The EBM+ programme arose from recent philosophical work on the epistemology of causality. Objectives 1 and 2 will be met by explaining what this work is, why it is new and interesting, and how it could lead to more systematic use of existing evidence in medicine and public health.

Objective 3, an account of the EBM+ methods for assessing mechanistic evidence, will be met by providing an overview of the methods set out in Parts II and III of Parkkinen et al. (2018), which cover (i) gathering evidence of mechanisms; (ii) evaluating evidence of mechanisms; and (iii) using evidence of mechanisms to evaluate efficacy and external validity.

Objective 4 will be met by providing a new feasibility analysis of EBM+.

Results The results of the feasibility analysis include:

  • A critical analysis of four different grounds for thinking the EBM+ approach might be feasible to implement in practice. Two of these lines of argument are shown to fail, while two are shown to provide good evidence for the feasibility of EBM+.
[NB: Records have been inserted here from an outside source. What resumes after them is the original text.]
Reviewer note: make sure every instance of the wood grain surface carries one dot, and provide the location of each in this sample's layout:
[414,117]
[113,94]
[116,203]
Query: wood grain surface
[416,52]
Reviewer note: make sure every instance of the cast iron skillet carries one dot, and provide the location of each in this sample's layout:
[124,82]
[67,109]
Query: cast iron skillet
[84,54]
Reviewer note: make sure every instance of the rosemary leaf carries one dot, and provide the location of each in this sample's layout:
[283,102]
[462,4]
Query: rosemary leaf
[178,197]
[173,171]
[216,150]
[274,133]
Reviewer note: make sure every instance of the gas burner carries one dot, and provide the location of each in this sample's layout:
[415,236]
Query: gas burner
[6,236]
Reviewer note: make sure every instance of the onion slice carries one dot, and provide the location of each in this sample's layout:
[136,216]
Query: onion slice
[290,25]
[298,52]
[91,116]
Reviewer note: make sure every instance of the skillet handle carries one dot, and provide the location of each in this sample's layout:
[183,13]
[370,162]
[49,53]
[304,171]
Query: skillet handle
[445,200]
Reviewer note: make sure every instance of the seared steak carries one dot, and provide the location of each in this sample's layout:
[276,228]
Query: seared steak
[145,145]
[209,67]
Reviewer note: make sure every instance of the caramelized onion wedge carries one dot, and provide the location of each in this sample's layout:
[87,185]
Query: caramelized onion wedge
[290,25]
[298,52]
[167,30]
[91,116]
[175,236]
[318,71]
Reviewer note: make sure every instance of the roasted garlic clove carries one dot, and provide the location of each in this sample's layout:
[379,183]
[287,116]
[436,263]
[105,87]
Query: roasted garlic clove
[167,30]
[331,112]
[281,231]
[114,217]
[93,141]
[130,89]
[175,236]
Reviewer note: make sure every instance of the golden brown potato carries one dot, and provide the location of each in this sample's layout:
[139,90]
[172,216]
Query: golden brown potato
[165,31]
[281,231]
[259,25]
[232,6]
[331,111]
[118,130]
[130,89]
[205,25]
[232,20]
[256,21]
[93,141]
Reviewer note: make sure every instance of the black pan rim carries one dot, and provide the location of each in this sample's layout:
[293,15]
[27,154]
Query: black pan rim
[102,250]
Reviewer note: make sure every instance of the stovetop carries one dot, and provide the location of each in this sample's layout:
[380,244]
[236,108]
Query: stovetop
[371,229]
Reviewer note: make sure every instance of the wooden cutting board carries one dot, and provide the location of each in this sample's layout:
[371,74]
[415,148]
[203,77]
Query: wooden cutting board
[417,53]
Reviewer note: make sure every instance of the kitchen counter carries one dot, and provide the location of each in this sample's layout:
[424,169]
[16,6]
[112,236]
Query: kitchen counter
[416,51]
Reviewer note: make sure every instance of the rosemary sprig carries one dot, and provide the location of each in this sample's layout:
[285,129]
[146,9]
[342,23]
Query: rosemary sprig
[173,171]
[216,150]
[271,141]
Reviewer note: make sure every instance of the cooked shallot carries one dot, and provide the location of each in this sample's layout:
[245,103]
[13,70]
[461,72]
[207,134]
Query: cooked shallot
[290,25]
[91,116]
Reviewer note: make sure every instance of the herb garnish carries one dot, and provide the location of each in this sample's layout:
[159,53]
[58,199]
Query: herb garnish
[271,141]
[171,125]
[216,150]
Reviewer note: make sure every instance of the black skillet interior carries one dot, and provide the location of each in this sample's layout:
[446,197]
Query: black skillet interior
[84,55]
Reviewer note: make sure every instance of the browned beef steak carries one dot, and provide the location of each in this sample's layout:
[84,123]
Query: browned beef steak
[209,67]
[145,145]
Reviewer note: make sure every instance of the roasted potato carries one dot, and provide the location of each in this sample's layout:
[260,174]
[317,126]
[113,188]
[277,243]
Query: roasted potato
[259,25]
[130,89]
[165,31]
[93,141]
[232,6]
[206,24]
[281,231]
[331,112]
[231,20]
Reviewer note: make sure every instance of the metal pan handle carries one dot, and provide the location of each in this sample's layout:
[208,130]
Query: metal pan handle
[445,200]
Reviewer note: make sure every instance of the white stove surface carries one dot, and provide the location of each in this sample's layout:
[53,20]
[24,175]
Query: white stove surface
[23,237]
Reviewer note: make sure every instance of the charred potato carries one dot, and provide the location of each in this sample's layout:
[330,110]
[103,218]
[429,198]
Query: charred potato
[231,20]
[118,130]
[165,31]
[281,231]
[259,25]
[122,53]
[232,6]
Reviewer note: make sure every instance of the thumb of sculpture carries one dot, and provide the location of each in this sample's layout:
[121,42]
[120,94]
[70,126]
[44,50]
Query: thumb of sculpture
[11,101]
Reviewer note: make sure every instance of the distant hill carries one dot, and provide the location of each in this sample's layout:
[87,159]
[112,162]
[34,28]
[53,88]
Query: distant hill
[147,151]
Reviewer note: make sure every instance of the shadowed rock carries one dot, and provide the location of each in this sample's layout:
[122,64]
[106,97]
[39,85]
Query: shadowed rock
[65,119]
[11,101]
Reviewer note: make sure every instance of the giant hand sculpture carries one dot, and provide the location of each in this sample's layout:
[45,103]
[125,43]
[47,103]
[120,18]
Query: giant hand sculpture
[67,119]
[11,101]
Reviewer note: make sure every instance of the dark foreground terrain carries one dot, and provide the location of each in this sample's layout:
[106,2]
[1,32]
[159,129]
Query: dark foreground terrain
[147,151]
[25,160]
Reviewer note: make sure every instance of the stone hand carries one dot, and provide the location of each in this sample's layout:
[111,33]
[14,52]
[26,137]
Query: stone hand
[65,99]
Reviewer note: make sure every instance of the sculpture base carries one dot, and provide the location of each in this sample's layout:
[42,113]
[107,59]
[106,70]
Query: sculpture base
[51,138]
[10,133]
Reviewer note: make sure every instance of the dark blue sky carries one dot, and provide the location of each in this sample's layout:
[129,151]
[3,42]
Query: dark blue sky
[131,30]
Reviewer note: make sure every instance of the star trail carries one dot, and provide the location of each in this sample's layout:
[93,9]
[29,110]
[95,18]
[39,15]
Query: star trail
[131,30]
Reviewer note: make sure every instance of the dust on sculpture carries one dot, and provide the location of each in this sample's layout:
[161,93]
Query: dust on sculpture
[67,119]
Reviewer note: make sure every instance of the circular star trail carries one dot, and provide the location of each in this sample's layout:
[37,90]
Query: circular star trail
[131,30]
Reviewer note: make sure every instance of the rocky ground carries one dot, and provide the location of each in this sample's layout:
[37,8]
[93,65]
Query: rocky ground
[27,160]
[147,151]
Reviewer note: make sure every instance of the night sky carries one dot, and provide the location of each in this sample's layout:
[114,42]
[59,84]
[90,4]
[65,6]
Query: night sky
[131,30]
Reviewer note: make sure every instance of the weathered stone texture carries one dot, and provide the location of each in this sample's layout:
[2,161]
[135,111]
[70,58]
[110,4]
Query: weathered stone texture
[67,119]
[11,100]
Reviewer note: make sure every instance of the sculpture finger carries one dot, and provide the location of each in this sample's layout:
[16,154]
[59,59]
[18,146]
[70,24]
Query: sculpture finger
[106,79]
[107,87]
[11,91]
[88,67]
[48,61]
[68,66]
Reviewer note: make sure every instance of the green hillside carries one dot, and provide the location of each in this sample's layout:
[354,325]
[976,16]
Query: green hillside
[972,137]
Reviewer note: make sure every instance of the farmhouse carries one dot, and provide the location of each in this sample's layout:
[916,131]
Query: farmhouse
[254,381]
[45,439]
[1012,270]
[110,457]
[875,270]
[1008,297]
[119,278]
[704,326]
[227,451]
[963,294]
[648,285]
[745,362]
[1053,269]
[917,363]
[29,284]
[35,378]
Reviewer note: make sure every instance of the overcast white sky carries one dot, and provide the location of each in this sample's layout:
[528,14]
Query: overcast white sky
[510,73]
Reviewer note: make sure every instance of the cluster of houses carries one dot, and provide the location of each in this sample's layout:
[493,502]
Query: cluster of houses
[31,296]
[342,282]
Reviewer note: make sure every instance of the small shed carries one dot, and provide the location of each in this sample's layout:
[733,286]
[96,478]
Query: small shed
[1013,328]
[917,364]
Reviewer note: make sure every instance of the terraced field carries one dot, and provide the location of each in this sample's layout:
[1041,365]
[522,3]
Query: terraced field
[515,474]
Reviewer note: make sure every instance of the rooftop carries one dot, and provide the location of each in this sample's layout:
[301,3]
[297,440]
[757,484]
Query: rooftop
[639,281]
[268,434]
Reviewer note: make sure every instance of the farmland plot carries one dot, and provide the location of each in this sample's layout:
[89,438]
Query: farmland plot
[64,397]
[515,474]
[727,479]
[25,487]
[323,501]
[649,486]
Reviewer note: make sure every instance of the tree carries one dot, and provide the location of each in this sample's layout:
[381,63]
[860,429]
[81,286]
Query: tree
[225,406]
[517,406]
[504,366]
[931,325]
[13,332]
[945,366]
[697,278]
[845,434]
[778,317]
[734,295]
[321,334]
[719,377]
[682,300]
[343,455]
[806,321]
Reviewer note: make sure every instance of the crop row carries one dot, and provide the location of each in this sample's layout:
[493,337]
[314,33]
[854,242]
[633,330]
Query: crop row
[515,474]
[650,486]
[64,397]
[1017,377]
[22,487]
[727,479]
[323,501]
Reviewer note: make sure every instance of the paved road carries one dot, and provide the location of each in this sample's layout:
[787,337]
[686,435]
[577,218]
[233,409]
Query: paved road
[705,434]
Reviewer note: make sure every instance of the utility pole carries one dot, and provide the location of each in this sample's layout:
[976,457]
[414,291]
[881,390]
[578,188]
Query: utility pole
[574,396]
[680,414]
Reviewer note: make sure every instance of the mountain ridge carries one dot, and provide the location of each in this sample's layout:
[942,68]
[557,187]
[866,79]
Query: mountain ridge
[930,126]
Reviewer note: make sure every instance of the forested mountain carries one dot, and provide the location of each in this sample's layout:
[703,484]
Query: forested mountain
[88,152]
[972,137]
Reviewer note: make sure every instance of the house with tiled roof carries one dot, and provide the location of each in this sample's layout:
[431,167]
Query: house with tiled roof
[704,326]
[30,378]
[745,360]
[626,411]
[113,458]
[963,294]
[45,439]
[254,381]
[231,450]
  • A critical analysis of the objection that the EBM+ approach is prone to bias and subjectivity. Four responses to that objection are considered, with one shown to fail and three to be successful.

Conclusions EBM+ is shown to provide a promising programme for making better use of existing evidence when assessing interventions and exposures.

Concerns about infeasibility, bias and subjectivity can be allayed, although some attempts to tackle these concerns are unsuccessful.